한국에선 요사이 ‘사람 중심’이란 말을 남용한다. 문재인 대통령은 경제에 갖다 붙여 ‘사람 중심 경제’라고 한다. 무역협회는 ‘사람중심 한국 무역’이라 하였다. 문제는 ‘사람’의 정의(定義)이다. 민중주의라는 한국판 계급투쟁론에 빠진 이들은 ‘사람’에서 자본가, 자유민주를 신봉하는 우파세력, 이승만, 박정희, 국군, 대기업을 배제한다. 적대계층으로 생각하기 때문이다.

북한헌법에도 '사람중심'이 들어 있다.  제3조는 <조선민주주의인민공화국은 사람중심의 세계관이며 인민대중의 자주성을 실현하기 위한 혁명사상인 주체사상, 선군사상을 자기 활동의 지도적 지침으로 삼는다>고 하였다.

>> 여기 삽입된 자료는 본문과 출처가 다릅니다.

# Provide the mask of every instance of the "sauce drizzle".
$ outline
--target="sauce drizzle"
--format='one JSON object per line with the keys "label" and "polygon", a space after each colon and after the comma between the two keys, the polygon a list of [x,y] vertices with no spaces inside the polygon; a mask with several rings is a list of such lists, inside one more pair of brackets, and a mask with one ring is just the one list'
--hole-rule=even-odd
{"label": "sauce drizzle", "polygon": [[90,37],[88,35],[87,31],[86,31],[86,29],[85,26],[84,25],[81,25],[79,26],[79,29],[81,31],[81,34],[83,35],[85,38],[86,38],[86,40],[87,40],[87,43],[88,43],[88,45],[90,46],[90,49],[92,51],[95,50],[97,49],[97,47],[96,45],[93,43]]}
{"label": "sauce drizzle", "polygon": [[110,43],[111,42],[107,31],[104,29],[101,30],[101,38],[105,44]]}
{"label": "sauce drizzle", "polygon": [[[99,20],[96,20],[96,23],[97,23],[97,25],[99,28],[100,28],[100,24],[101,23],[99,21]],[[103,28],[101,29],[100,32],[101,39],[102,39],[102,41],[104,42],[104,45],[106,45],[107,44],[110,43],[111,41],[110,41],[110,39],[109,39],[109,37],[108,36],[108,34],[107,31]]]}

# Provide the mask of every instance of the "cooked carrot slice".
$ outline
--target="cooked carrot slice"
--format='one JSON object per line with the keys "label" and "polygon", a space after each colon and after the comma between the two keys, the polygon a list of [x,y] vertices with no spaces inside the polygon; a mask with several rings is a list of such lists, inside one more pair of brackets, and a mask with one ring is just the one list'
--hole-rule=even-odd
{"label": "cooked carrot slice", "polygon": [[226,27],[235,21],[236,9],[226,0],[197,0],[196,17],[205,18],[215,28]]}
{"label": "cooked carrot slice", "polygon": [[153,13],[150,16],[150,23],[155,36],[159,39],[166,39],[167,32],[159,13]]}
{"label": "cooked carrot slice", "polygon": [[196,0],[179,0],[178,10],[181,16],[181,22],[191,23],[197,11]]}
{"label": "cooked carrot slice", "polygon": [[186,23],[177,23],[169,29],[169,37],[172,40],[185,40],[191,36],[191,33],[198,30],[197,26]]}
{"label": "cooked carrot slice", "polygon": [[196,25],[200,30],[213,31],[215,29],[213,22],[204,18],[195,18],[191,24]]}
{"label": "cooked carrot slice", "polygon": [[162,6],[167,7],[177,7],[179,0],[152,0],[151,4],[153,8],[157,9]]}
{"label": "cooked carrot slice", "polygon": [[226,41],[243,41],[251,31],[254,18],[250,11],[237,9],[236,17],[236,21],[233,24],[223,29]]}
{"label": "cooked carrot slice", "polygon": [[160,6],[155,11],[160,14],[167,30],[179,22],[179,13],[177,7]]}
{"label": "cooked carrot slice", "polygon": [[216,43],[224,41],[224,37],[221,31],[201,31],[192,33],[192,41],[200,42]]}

문재인 대통령의 신년 기자회견 모두 연설에 등장한 '사람 중심'에는 민중주권론의 영향이 많이 묻어 있다. '촛불' '노동자' '비정규직' '소상인'을 아끼고 기업인, 태극기 시민, 군인, 과학자는 무시되는 경향이다. 실제로 법 집행도 그런 계급적 입장에서 하고 있다. (조갑제, 발췌)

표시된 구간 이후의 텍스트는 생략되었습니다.